Using machine learning to integrate genetic and environmental data to model genotype-by-environment interactions

Complementing phenotypic traits and molecular markers with high-dimensional data such as climate and soil information is becoming a common practice in breeding programs. This study explored new ways to integrate non-genetic information in genomic prediction models using machine learning (ML). Using the multi-environment trial data from the Genomes To Fields initiative, different models to predict maize grain yield were adjusted using various inputs: genetic, environmental, or a combination of both, either in an additive (genetic-and-environmental; G+E) or a multiplicative (genotype-by-environment interaction; GEI) manner. When including environmental data, the mean predictive ability of machine learning genomic prediction models increased from 7-9% over the well-established Factor Analytic Multiplicative Mixed Model (FA) among the three cross-validation scenarios evaluated. Moreover, using the G+E model was more advantageous than the GEI model given the superior, or at least comparable, predictive ability, the lower usage of computational memory and time, and the flexibility of accounting for interactions by construction.
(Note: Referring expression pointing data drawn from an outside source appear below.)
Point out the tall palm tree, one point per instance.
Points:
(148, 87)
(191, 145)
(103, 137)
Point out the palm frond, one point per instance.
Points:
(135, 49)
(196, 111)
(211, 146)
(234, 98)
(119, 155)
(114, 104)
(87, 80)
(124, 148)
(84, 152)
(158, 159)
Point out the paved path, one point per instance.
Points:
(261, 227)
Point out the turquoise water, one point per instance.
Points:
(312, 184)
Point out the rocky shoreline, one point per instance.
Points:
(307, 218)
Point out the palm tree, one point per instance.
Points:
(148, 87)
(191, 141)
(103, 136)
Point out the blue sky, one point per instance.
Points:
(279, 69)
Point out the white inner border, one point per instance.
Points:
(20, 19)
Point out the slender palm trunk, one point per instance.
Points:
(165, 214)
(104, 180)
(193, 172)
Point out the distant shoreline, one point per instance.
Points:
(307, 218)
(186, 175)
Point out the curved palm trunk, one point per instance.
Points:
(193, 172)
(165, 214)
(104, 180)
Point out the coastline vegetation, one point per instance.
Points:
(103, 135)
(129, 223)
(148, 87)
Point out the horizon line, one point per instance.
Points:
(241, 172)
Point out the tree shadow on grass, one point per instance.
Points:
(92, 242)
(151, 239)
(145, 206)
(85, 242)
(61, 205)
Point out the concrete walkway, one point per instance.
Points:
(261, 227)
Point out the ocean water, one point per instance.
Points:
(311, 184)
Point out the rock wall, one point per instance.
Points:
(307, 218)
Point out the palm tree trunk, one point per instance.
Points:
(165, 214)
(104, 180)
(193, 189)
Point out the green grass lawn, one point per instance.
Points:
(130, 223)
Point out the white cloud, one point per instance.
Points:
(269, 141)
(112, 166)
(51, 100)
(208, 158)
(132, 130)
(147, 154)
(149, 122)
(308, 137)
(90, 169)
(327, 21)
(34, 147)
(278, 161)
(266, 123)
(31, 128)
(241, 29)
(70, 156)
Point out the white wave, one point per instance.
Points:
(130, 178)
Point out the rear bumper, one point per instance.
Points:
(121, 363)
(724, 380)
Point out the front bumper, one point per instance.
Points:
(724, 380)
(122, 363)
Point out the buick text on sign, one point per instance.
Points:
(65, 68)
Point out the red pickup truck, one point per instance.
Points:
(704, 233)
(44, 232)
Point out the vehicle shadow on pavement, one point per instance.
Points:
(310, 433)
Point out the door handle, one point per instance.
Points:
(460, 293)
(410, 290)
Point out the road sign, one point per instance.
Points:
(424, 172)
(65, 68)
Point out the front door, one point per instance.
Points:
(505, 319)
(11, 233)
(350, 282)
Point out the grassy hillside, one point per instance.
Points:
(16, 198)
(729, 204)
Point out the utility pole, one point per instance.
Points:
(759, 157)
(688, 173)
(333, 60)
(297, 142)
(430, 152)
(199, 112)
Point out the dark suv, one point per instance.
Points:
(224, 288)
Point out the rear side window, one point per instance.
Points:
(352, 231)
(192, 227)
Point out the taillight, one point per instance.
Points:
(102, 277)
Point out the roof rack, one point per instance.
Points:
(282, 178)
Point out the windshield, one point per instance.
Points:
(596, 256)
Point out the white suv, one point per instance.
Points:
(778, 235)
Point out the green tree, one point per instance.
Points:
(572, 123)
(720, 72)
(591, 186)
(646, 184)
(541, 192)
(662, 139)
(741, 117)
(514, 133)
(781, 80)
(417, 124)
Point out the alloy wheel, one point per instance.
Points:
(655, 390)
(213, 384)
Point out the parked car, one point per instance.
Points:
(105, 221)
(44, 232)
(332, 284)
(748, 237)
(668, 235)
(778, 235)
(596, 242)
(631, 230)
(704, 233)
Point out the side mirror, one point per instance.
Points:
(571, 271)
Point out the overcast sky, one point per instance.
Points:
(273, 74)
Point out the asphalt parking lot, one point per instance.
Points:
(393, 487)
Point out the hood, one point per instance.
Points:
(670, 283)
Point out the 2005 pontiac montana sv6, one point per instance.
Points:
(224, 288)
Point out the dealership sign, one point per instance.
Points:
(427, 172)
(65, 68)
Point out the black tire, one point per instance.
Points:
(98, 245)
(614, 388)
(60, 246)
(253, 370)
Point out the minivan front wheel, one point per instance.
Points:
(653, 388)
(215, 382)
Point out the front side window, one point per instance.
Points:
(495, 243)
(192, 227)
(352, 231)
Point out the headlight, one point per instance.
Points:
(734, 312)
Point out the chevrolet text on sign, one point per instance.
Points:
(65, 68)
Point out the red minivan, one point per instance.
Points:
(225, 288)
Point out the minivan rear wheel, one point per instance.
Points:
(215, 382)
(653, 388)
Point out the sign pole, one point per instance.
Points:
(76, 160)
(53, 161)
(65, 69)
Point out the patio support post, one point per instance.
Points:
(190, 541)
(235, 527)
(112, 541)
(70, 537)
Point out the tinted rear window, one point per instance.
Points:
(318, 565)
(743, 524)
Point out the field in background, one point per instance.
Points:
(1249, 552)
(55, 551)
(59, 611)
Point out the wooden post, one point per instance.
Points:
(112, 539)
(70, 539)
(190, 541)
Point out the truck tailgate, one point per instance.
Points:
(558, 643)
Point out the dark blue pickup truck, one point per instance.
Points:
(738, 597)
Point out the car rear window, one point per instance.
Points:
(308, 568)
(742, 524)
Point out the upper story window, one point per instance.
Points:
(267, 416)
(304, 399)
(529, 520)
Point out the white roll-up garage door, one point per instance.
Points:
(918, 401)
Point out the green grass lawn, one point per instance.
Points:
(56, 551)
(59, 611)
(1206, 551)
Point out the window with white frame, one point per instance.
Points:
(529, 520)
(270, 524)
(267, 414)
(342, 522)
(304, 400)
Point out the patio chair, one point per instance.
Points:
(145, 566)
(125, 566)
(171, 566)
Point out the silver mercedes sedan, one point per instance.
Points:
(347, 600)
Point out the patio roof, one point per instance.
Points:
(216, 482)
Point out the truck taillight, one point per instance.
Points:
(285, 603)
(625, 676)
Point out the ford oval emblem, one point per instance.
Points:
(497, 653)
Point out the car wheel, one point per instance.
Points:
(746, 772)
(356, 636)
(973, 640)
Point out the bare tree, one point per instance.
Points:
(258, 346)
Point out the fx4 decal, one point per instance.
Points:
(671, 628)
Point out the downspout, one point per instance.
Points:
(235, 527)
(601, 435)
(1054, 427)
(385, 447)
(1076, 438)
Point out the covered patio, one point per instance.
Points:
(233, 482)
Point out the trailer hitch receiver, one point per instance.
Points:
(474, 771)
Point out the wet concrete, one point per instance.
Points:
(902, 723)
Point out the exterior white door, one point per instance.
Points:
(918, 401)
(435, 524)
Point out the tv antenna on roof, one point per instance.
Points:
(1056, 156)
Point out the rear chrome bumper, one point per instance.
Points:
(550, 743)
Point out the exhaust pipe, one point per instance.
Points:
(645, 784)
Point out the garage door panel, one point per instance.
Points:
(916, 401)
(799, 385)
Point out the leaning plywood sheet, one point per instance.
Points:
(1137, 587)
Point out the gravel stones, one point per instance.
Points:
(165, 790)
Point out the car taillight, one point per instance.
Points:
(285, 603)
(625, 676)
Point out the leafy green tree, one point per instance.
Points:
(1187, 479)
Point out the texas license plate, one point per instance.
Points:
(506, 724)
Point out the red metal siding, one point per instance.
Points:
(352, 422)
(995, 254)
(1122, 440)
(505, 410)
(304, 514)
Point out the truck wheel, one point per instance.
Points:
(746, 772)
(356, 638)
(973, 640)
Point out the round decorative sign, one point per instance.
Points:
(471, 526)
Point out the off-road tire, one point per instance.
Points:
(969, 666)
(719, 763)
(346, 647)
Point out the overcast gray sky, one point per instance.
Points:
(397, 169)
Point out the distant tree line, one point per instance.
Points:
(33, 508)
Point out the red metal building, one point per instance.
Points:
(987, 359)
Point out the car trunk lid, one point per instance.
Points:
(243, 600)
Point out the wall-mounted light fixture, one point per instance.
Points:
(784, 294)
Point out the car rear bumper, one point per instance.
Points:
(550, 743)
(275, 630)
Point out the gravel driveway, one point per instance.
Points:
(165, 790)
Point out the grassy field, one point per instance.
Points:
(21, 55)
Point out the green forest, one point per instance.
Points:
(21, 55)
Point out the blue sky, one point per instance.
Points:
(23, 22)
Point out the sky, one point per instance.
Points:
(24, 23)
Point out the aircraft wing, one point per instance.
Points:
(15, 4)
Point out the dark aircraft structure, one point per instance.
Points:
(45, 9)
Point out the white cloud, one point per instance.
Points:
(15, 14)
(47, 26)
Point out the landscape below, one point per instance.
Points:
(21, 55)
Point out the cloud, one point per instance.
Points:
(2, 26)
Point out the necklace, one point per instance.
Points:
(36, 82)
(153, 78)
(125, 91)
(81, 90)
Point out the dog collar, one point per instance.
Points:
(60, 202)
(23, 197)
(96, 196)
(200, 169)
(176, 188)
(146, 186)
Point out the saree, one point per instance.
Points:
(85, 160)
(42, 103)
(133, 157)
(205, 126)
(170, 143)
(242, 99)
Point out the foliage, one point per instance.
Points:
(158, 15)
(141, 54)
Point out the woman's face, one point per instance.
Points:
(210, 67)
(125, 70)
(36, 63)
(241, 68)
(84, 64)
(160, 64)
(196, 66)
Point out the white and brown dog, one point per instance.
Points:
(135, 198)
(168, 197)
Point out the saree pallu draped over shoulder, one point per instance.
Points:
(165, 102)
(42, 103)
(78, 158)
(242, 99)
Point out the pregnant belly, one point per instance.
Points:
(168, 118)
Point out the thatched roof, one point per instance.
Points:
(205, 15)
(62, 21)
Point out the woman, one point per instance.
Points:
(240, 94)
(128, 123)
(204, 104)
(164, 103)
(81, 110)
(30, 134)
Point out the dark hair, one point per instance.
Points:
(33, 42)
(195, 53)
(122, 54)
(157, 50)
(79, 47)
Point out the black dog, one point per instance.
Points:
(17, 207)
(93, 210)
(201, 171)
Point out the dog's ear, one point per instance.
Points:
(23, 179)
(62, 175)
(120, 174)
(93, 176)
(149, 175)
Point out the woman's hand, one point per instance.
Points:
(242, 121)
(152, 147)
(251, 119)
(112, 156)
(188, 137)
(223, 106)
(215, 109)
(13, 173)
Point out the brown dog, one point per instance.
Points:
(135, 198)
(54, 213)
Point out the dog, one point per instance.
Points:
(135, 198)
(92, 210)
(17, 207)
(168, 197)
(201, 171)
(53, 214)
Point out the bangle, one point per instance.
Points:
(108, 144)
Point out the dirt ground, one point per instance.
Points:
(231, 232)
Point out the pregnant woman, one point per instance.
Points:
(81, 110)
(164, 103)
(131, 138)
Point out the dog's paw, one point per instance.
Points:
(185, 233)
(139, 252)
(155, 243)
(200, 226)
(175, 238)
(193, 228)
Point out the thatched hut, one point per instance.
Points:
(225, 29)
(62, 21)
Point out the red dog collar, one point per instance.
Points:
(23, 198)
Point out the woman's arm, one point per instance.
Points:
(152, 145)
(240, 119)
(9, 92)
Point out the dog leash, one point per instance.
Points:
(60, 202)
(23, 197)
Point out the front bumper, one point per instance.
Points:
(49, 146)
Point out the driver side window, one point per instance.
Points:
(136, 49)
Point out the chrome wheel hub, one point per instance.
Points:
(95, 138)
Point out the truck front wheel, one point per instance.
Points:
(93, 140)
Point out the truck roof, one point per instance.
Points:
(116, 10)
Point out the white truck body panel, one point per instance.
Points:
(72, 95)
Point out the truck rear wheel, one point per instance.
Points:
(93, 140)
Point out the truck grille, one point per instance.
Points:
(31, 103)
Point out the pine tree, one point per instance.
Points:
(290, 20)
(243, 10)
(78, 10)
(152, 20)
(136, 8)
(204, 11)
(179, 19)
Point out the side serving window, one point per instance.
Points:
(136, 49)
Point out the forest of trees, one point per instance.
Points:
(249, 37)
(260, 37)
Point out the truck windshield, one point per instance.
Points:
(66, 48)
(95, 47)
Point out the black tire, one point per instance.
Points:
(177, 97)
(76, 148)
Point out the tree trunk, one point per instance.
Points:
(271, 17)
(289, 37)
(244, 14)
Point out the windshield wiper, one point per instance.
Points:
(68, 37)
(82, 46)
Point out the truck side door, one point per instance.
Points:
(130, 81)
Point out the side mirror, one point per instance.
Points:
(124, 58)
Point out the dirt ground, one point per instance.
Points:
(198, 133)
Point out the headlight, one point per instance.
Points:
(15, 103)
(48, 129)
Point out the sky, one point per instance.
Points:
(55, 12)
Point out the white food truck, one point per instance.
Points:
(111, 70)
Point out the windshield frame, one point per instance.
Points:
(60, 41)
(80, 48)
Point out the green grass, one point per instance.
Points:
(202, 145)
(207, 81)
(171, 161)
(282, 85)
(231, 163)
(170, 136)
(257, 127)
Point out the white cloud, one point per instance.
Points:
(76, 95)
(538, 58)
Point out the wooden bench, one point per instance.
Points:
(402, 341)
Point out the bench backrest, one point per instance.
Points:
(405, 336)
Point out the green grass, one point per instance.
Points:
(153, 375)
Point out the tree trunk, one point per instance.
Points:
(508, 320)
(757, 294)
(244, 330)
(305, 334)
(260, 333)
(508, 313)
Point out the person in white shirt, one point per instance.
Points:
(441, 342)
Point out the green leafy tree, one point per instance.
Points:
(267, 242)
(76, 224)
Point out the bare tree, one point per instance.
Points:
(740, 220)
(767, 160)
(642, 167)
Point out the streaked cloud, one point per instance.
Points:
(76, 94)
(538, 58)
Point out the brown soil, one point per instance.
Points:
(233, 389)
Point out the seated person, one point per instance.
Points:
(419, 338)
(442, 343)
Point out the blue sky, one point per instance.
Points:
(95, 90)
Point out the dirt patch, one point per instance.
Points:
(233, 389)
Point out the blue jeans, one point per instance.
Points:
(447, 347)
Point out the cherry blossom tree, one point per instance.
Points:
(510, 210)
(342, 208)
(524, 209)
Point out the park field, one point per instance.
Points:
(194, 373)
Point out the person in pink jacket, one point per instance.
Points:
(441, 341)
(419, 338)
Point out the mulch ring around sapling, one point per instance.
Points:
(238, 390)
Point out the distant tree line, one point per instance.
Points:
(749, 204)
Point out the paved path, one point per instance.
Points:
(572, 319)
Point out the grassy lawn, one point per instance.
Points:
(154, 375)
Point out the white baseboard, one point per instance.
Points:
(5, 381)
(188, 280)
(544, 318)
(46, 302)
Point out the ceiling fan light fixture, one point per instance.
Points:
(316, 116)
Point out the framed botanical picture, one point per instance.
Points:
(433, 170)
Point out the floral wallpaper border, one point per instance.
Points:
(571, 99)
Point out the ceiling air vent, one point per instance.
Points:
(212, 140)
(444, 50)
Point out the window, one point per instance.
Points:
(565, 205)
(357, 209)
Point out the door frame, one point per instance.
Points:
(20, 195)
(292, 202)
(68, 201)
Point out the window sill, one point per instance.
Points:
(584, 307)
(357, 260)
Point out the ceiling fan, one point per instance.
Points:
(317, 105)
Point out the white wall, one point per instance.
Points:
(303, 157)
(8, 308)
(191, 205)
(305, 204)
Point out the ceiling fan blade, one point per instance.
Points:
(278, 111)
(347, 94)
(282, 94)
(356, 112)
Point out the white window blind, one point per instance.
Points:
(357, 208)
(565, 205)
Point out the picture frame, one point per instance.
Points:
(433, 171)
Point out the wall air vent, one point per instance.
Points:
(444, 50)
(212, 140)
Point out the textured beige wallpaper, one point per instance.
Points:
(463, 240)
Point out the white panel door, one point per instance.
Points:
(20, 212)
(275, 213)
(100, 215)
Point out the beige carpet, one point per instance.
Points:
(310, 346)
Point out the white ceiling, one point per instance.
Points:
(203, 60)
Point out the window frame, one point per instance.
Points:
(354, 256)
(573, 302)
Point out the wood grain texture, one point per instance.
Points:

Our results illustrate the flexibility provided by the ML framework, particularly with feature engineering. We show that the featured engineering stage offers a viable option for envirotyping and generates valuable information for machine learning-based genomic prediction models. Furthermore, we verified that the genotype-by-environment interactions may be considered using tree-based approaches without explicitly including interactions in the model. These findings support the growing interest in merging high-dimensional genotypic and environmental data into predictive modeling. ### Competing Interest Statement The authors have declared no competing interest.